Build a durable research agent with approval and recovery
Checkpoint search, extraction, artifacts, and final human approval across a long-running report workflow.
Research agents are useful when they survive real work: slow searches, document downloads, extraction failures, intermediate artifacts, and human approval before the final report is sent.
Scenario
A research agent investigates a vendor, gathers sources, extracts notes, drafts a report, waits for approval, and then publishes the report to a workspace.
What you build
- A multi-step research workflow.
- Checkpoints after search, fetch, extraction, synthesis, and approval.
- Artifact records for downloaded files and notes.
- A recovery path after a failed source fetch.
- Human approval before final publication.
Workflow shape
The workflow is long-running, but each unit of work is small.
@workflow
async def vendor_research(ctx: WorkflowContext, vendor: str) -> ResearchReport:
plan = await ctx.step(plan_research, vendor)
sources = await ctx.step(search_sources, plan)

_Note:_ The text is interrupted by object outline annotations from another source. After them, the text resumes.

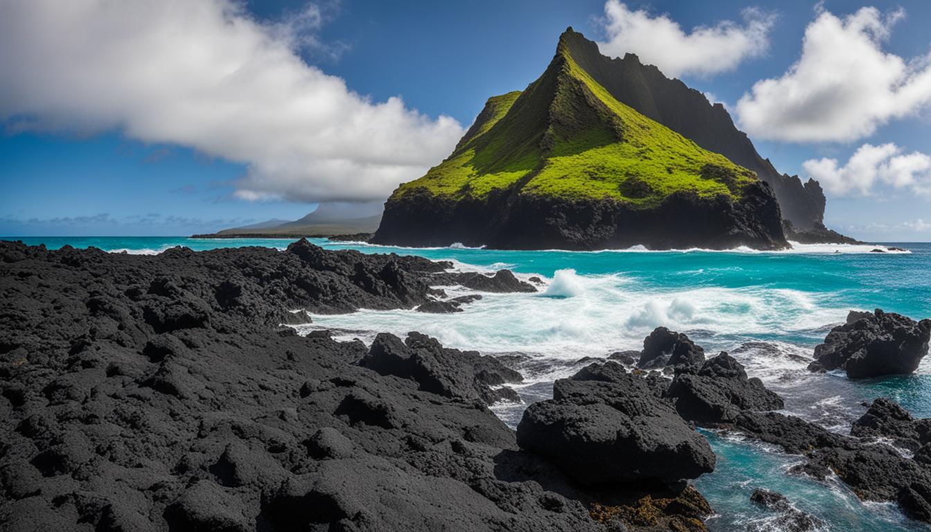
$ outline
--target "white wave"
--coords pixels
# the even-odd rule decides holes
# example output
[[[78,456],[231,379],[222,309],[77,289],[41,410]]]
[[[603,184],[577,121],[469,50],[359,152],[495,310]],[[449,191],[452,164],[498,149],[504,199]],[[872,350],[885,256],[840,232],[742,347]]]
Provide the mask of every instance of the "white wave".
[[[559,269],[553,274],[553,280],[543,292],[549,297],[575,297],[585,293],[582,279],[572,268]]]
[[[526,279],[530,274],[519,277]],[[456,287],[447,292],[452,295],[468,291]],[[753,336],[797,335],[809,331],[812,324],[842,321],[848,310],[832,307],[830,294],[797,290],[701,287],[657,291],[621,275],[570,271],[554,275],[542,294],[482,295],[455,314],[362,310],[315,316],[314,321],[324,327],[398,335],[420,331],[449,347],[482,352],[518,351],[576,360],[640,349],[643,338],[660,325],[689,334],[713,353],[730,350]],[[799,361],[788,358],[752,361],[751,373],[758,375],[782,366],[787,371],[801,367]]]

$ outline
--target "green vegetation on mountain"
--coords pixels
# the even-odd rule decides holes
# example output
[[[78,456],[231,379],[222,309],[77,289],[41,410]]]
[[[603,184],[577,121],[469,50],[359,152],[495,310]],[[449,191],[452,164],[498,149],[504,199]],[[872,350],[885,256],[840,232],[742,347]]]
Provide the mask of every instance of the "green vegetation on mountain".
[[[669,194],[739,199],[756,174],[621,103],[573,58],[567,38],[523,92],[491,98],[453,153],[393,198],[425,188],[451,198],[495,189],[658,205]]]

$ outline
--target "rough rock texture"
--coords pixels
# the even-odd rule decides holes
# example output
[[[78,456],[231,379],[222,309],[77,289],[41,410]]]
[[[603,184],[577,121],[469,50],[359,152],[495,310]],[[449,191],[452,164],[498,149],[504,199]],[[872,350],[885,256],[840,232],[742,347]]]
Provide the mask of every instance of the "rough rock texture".
[[[481,295],[479,295],[478,293],[470,293],[468,295],[452,297],[445,301],[440,299],[427,301],[417,307],[417,312],[428,312],[431,314],[451,314],[452,312],[462,312],[463,305],[466,305],[479,299],[481,299]]]
[[[783,407],[782,398],[766,389],[759,378],[747,378],[743,366],[727,353],[700,367],[679,368],[666,393],[680,416],[704,424],[734,422],[745,411]]]
[[[796,227],[789,220],[782,221],[782,231],[786,234],[786,239],[800,244],[862,244],[857,239],[851,239],[825,227],[820,222],[807,229]]]
[[[514,377],[492,361],[383,337],[407,358],[382,375],[360,342],[277,327],[294,308],[421,305],[448,266],[306,242],[0,243],[0,529],[586,531],[603,529],[596,504],[694,519],[520,450],[482,404]]]
[[[881,397],[854,422],[850,433],[861,438],[891,438],[897,446],[917,451],[931,443],[931,419],[915,419],[896,402]]]
[[[511,188],[483,200],[452,200],[411,192],[385,204],[376,243],[446,246],[462,242],[495,249],[708,248],[783,249],[779,206],[764,183],[748,185],[744,198],[670,195],[654,209],[614,199],[566,200],[520,195]]]
[[[777,514],[772,520],[751,523],[748,529],[753,532],[814,532],[825,525],[817,517],[794,508],[781,493],[755,489],[750,494],[750,501]]]
[[[641,368],[700,364],[705,361],[705,349],[696,346],[682,333],[666,327],[656,327],[643,339],[637,365]]]
[[[519,401],[511,389],[490,387],[519,383],[522,380],[520,374],[493,357],[446,348],[420,333],[410,333],[404,342],[394,334],[378,334],[359,363],[382,375],[412,379],[420,389],[451,399],[483,404],[500,399]]]
[[[876,309],[851,311],[847,321],[830,330],[815,348],[812,371],[842,369],[850,378],[911,374],[928,352],[931,320]]]
[[[713,471],[708,442],[668,402],[619,364],[605,366],[597,380],[556,381],[553,399],[524,411],[518,443],[585,485],[670,484]]]
[[[500,269],[491,276],[477,272],[444,272],[434,276],[433,281],[442,285],[461,284],[472,290],[497,293],[536,292],[533,284],[520,280],[507,269]]]

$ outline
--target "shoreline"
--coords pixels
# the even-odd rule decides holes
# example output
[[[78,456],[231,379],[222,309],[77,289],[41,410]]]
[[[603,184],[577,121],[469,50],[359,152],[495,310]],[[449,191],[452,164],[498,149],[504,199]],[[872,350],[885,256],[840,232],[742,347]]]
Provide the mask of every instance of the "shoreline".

documents = await ctx.step(fetch_documents, sources)
notes = await ctx.step(extract_notes, documents)
draft = await ctx.step(write_report, vendor, notes)
decision = await ctx.wait_for_signal(
"report_approval",
timeout="5d",
metadata={"vendor": vendor, "draft_artifact_id": draft.artifact_id},
)
if decision.status != "approved":
return ResearchReport(status="needs_changes", draft_id=draft.artifact_id)
published = await ctx.step(publish_report_once, draft.artifact_id)
return ResearchReport(status="published", url=published.url)If the worker stops after fetching documents, replay resumes from the journaled documents and continues at extraction.
Artifact checkpoints
Store artifact references in the journal instead of large blobs.
class ResearchArtifact(BaseModel):
artifact_id: str
kind: Literal["source", "notes", "draft", "report"]
uri: str
checksum: strThe trace should let a reviewer open the source list, extracted notes, and draft without rerunning the agent.
Recovery drill
Before shipping, force one source download to fail.
agnt5 runs replay --run-id run_01JRESEARCH --local
agnt5 runs resume run_01JRESEARCHThe recovered run should not repeat successful downloads, and the final report should include a trace back to the notes and sources used.
Production checks
- Every long external call is inside a step.
- Artifacts have stable IDs and checksums.
- A worker restart during approval does not lose the draft.
- The publish step is idempotent.
- Reviewers can inspect sources before approving.